5. Use Comprehensive BDD Scenarios

feature_specifications:
  scenarios:
  - name: basic_functionality
    description: "The agent should perform basic tasks correctly"
    input:
      question: "What is the capital of France?"
    expected_output:
      answer: "Should provide accurate information about Paris"
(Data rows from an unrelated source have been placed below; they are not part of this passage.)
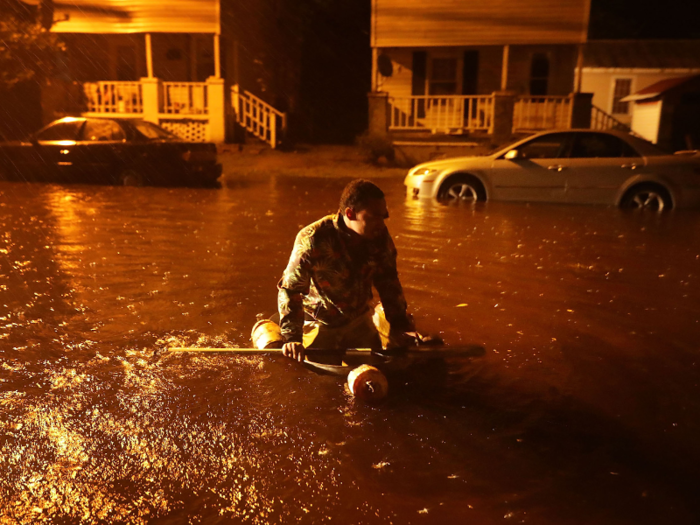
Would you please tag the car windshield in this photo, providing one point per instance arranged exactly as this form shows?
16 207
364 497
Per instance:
153 132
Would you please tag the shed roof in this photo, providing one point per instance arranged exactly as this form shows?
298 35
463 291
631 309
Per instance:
643 54
658 89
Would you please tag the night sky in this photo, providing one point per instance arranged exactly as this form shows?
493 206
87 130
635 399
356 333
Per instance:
644 19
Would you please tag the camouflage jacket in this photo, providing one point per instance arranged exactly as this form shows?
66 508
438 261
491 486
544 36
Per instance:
330 276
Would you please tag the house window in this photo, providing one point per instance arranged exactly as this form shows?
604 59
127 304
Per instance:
443 77
539 74
623 87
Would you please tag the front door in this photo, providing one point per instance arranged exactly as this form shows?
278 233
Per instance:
54 148
538 173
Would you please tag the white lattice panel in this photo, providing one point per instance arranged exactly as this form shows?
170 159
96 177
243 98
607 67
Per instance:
192 130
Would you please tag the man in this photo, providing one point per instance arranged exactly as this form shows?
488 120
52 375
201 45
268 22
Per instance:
330 274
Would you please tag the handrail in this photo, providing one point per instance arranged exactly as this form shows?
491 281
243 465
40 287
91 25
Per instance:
258 117
444 112
542 112
185 98
114 96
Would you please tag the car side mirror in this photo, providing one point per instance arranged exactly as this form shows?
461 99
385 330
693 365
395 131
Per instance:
514 154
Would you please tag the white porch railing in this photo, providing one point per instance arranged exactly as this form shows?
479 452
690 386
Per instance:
114 97
193 110
535 113
185 98
444 113
258 117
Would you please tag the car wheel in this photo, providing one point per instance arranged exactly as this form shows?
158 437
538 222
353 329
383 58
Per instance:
647 197
462 189
130 178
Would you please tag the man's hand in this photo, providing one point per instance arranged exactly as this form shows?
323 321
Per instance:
294 350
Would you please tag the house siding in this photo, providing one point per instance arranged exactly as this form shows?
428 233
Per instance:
600 82
416 23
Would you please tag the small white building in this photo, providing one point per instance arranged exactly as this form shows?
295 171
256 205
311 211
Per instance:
615 69
667 113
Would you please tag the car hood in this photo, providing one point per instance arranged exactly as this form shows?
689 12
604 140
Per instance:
456 163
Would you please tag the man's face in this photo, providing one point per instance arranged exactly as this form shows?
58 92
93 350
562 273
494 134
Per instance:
368 222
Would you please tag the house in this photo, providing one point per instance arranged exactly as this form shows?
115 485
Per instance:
445 69
180 64
667 112
615 69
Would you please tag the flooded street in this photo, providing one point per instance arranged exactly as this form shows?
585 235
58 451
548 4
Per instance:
584 409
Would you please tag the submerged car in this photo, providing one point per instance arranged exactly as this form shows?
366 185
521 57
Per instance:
577 166
127 152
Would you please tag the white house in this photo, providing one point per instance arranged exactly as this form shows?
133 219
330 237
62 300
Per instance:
615 69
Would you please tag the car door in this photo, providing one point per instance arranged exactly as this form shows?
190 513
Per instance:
600 164
98 156
53 149
536 172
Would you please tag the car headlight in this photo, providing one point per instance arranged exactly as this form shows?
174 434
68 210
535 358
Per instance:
424 172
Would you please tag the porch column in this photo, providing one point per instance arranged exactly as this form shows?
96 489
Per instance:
504 68
579 69
379 117
150 93
503 105
217 110
581 107
217 56
149 55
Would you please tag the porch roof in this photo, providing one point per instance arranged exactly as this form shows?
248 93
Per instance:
135 16
658 89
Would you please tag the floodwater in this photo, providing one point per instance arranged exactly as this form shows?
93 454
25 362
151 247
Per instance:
584 409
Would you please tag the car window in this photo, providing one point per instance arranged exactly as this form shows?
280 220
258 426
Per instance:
102 130
600 145
67 130
551 146
151 131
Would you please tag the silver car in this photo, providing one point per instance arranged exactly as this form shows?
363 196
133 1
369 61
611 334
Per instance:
577 166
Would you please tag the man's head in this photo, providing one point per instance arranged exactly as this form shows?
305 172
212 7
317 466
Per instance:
363 207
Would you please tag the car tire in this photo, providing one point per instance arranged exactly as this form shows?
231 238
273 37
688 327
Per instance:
462 188
130 178
652 197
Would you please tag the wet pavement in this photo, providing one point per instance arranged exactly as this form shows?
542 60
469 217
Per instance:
584 409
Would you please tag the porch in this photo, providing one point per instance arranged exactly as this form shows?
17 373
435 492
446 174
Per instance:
194 111
458 115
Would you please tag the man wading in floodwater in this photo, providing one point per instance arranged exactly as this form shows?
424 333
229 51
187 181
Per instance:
330 274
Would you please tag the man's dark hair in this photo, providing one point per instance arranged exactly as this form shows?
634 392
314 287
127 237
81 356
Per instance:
358 193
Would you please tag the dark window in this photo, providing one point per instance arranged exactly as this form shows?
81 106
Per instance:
600 145
419 66
61 131
443 78
470 72
173 54
539 74
552 146
623 86
126 63
102 130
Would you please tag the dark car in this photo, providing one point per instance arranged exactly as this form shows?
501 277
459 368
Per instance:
127 152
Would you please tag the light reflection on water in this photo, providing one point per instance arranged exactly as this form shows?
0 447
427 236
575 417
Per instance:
584 409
  - name: advanced_functionality
    description: "The agent should handle complex scenarios"
    input:
      problem: "Analyze this financial dataset"
    expected_output:
      solution: "Should provide comprehensive analysis"

💡 Pro Tip: Use the super spec schema --tier genies command to explore all available configuration options for each tier!